By Brad Mosher
More than 200 customers of the Watseco Barview Water District are now getting cleaner water than they’ve had for many years.
A $1.8 million pipeline project has connected the customers with the City of Garibaldi water supply. It was necessary to create a pipeline or intertie for the water supply because of contamination found in the Watseco Barview system.
The water in the Watseco Barview District had been identified by federal tests as being contaminated by Total trihalomethanes, Total haloacetic acids and nitrate.
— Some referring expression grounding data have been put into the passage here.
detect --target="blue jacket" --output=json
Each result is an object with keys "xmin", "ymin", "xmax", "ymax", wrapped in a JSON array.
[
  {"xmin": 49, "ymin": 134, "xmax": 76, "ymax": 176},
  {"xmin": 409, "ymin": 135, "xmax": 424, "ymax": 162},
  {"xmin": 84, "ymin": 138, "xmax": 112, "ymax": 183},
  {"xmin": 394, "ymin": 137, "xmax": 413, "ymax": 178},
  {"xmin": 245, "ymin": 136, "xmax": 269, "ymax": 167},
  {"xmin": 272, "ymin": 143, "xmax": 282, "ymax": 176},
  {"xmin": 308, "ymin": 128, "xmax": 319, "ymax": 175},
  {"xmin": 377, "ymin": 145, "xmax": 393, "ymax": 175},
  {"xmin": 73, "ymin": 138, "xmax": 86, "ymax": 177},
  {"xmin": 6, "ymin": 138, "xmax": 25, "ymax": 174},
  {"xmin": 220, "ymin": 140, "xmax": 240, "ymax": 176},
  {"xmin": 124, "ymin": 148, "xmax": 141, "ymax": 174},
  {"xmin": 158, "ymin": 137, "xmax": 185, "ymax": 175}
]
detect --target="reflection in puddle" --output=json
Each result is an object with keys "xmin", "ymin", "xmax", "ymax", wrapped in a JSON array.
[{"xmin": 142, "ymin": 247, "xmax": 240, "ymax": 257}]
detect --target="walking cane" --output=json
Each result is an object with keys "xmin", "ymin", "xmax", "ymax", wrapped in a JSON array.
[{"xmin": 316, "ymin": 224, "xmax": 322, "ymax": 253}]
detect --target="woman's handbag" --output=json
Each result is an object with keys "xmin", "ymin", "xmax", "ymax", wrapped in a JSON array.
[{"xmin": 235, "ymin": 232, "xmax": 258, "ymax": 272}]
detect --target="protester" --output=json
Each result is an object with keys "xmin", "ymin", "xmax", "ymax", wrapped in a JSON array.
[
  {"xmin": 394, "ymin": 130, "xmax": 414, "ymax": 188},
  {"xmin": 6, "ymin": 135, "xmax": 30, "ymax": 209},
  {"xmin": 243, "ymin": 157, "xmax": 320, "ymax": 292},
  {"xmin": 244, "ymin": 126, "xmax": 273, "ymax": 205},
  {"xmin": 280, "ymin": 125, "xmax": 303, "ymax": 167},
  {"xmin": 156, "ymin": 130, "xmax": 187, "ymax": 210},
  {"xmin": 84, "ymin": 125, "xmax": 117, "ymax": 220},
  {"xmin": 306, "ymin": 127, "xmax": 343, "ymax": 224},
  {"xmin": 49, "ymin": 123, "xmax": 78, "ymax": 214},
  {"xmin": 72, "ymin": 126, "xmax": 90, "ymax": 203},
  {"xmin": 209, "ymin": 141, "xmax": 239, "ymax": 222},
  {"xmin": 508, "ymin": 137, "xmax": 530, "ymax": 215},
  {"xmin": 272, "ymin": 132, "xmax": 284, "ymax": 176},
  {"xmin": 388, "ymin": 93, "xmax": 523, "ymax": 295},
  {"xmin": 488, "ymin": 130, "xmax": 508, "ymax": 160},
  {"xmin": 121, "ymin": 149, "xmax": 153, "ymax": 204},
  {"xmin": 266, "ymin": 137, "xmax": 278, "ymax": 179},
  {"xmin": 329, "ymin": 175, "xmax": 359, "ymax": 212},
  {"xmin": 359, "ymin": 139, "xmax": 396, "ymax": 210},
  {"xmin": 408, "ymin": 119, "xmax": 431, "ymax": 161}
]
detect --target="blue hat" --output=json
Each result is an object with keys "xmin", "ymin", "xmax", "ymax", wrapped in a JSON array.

One contaminant exceeded the legal limit (trihalomethanes), while a second (haloacetic) was less than the legal limit but exceeded the health limit, according to federal tests. Trihalomethanes can be created by a chemical reaction when chlorine used to disinfect tap water that has natural organic matter in it.
The intertie enables the Watseco Barview District to provide clean water to its customers, but remaining sanitation and other services will remain with the Watseco Barview District. The pipeline is approximately 1.1 miles long and about eight inches in diameter and is following the rail line between the two communities.
The entire project was funded by the Oregon Infrastructure Authority. The city got a $980,000 grant and another $980,000 in a low-interest loan.
According to John O’Leary, the city manager for Garibaldi, the project was completed recently.
“It is all hooked up and right now we’re going through the last details and make sure everything is addressed,” he said Friday. “The project was on budget and a little over-scheduled, but not much. It was well within the parameters we had set for ourselves for getting it done.”
O’Leary praised the construction company, H.L. Mouck of Salem, for the work they had done building the intertie. “They have done fantastic work. They were very responsive, very responsible and competent in the work that they did. They were the main reason we were on budget, which was pretty impressive,” the city manager said.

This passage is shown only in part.